PHOTOGRAPHS TAKEN in remote parts of the west of Ireland between 1891 and 1900, are to be displayed in public for the first time in The Irish Headhunter exhibition which opens on May 3rd in the Blasket Centre in Dunquin.
The pictures were taken by Dublin GP and anthropologist Charles R Browne, who was instrumental in developing anthropology in TCD’s anatomy department.
Dr Browne surveyed communities on the western seaboard in a series of studies, starting with the Aran Islands, using the so-called anthropometric methods of the time to measure and classify humans and “racial types”.
Sliding rules, steel tapes and “craniometers” were used to gauge the circumference of the heads of his often unwilling subjects: methods that seem repellent to modern sensibilities, as Jane Maxwell says in the catalogue.

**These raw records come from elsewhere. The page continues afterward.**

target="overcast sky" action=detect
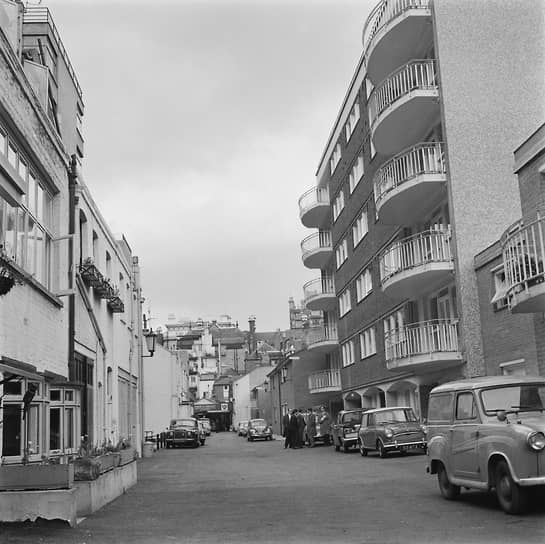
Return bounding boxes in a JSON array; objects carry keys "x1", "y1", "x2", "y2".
[{"x1": 43, "y1": 0, "x2": 376, "y2": 331}]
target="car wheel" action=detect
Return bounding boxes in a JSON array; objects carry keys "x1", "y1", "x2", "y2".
[
  {"x1": 495, "y1": 461, "x2": 528, "y2": 514},
  {"x1": 437, "y1": 465, "x2": 460, "y2": 501},
  {"x1": 358, "y1": 440, "x2": 368, "y2": 457}
]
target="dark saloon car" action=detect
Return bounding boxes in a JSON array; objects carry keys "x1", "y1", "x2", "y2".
[
  {"x1": 165, "y1": 417, "x2": 206, "y2": 448},
  {"x1": 248, "y1": 419, "x2": 272, "y2": 442},
  {"x1": 358, "y1": 406, "x2": 426, "y2": 458}
]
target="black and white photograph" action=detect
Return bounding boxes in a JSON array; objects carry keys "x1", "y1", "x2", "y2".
[{"x1": 0, "y1": 0, "x2": 545, "y2": 544}]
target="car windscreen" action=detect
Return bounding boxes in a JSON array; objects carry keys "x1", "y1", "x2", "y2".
[
  {"x1": 250, "y1": 419, "x2": 267, "y2": 427},
  {"x1": 481, "y1": 383, "x2": 545, "y2": 415},
  {"x1": 375, "y1": 408, "x2": 418, "y2": 425}
]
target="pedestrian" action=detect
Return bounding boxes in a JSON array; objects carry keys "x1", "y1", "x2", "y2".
[
  {"x1": 282, "y1": 410, "x2": 290, "y2": 449},
  {"x1": 288, "y1": 408, "x2": 300, "y2": 449},
  {"x1": 320, "y1": 406, "x2": 331, "y2": 446},
  {"x1": 307, "y1": 408, "x2": 316, "y2": 448},
  {"x1": 297, "y1": 408, "x2": 306, "y2": 448}
]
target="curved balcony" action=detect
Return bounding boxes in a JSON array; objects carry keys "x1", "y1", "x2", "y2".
[
  {"x1": 308, "y1": 369, "x2": 342, "y2": 393},
  {"x1": 303, "y1": 277, "x2": 337, "y2": 311},
  {"x1": 299, "y1": 187, "x2": 330, "y2": 228},
  {"x1": 363, "y1": 0, "x2": 433, "y2": 84},
  {"x1": 301, "y1": 231, "x2": 333, "y2": 268},
  {"x1": 379, "y1": 230, "x2": 454, "y2": 298},
  {"x1": 307, "y1": 326, "x2": 339, "y2": 353},
  {"x1": 502, "y1": 218, "x2": 545, "y2": 313},
  {"x1": 374, "y1": 142, "x2": 447, "y2": 225},
  {"x1": 384, "y1": 319, "x2": 462, "y2": 372},
  {"x1": 369, "y1": 60, "x2": 440, "y2": 155}
]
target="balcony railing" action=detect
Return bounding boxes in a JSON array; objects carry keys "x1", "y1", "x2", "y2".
[
  {"x1": 502, "y1": 217, "x2": 545, "y2": 296},
  {"x1": 301, "y1": 230, "x2": 333, "y2": 259},
  {"x1": 363, "y1": 0, "x2": 430, "y2": 61},
  {"x1": 299, "y1": 187, "x2": 329, "y2": 215},
  {"x1": 369, "y1": 59, "x2": 437, "y2": 127},
  {"x1": 374, "y1": 142, "x2": 446, "y2": 207},
  {"x1": 385, "y1": 319, "x2": 459, "y2": 361},
  {"x1": 303, "y1": 277, "x2": 335, "y2": 301},
  {"x1": 380, "y1": 230, "x2": 452, "y2": 283},
  {"x1": 308, "y1": 369, "x2": 341, "y2": 393}
]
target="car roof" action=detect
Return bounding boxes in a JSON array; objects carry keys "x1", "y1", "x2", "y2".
[
  {"x1": 363, "y1": 406, "x2": 412, "y2": 414},
  {"x1": 430, "y1": 376, "x2": 545, "y2": 394}
]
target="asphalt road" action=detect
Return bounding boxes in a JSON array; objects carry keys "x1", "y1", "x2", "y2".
[{"x1": 0, "y1": 433, "x2": 545, "y2": 544}]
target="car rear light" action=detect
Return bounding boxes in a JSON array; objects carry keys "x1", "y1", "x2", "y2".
[{"x1": 526, "y1": 431, "x2": 545, "y2": 451}]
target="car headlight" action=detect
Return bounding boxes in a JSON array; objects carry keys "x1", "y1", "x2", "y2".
[{"x1": 526, "y1": 431, "x2": 545, "y2": 451}]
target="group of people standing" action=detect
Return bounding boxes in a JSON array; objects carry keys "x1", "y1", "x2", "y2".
[{"x1": 282, "y1": 406, "x2": 331, "y2": 449}]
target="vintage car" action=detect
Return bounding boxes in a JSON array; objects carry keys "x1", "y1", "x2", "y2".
[
  {"x1": 358, "y1": 406, "x2": 426, "y2": 458},
  {"x1": 237, "y1": 421, "x2": 248, "y2": 436},
  {"x1": 331, "y1": 408, "x2": 364, "y2": 453},
  {"x1": 248, "y1": 419, "x2": 272, "y2": 442},
  {"x1": 165, "y1": 417, "x2": 206, "y2": 448},
  {"x1": 427, "y1": 376, "x2": 545, "y2": 514}
]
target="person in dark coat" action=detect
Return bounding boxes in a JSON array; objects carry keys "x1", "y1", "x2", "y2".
[
  {"x1": 288, "y1": 408, "x2": 301, "y2": 449},
  {"x1": 282, "y1": 412, "x2": 290, "y2": 449}
]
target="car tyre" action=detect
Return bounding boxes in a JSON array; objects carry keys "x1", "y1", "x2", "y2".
[
  {"x1": 437, "y1": 465, "x2": 460, "y2": 501},
  {"x1": 495, "y1": 461, "x2": 528, "y2": 514}
]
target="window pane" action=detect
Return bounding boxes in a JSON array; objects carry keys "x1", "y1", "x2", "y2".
[
  {"x1": 26, "y1": 405, "x2": 40, "y2": 455},
  {"x1": 49, "y1": 408, "x2": 61, "y2": 450}
]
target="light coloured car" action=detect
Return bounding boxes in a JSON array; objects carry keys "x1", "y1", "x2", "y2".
[
  {"x1": 358, "y1": 406, "x2": 426, "y2": 458},
  {"x1": 427, "y1": 376, "x2": 545, "y2": 514},
  {"x1": 248, "y1": 419, "x2": 272, "y2": 442}
]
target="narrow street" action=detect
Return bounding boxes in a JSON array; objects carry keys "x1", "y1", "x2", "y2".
[{"x1": 0, "y1": 432, "x2": 545, "y2": 544}]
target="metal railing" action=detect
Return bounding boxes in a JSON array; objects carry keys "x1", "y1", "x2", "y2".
[
  {"x1": 306, "y1": 325, "x2": 339, "y2": 347},
  {"x1": 373, "y1": 142, "x2": 447, "y2": 206},
  {"x1": 308, "y1": 369, "x2": 341, "y2": 391},
  {"x1": 384, "y1": 319, "x2": 459, "y2": 361},
  {"x1": 23, "y1": 6, "x2": 83, "y2": 98},
  {"x1": 303, "y1": 277, "x2": 335, "y2": 301},
  {"x1": 362, "y1": 0, "x2": 430, "y2": 58},
  {"x1": 299, "y1": 187, "x2": 329, "y2": 215},
  {"x1": 369, "y1": 59, "x2": 437, "y2": 126},
  {"x1": 301, "y1": 230, "x2": 333, "y2": 259},
  {"x1": 379, "y1": 229, "x2": 452, "y2": 283},
  {"x1": 502, "y1": 217, "x2": 545, "y2": 295}
]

“Alive or dead, the head of the Irish peasant was a source of intense interest to Browne and his associates,” writes curator Ciarán Walsh in his introduction.
“The taking of skulls recorded in the photographs and ethnographies makes the evidence of headhunting in the west of Ireland the most striking aspect of the albums.”
These images and eyewitness accounts, however, give a valuable snapshot of the lives of rural people: their houses, their dress and modes of transport. Most importantly, their names are recorded – very significant in small, tight-knit communities, although a portrait of Inishbofin schoolmaster Myles Joyce and his daughter neglects to give her name, a telling omission.
The first photographs of the people of the Great Blasket are included along with the rugged people self-described as the “kings” of North Iniskea, Inishark and Clare Islands.
Dáithí de Mórdha of the Dunquin Centre identified Tomás Ó Criomhthain, author of The Islandman, in one photograph.
Dr Browne, born in 1857 in Co Tipperary, the son of a school inspector, graduated from TCD in 1893. He began his studies in the west with professor of zoology AC Haddon of TCD and later had a surgery in Harcourt Street.
He died in Cornwall in 1931 and his daughter Gwendoline gave the photographic albums to Trinity in 1997, shortly before her death.
The exhibition will later travel to Inis Oírr, Eanach Mheáin, Castlebar, Cambridge University and Dublin.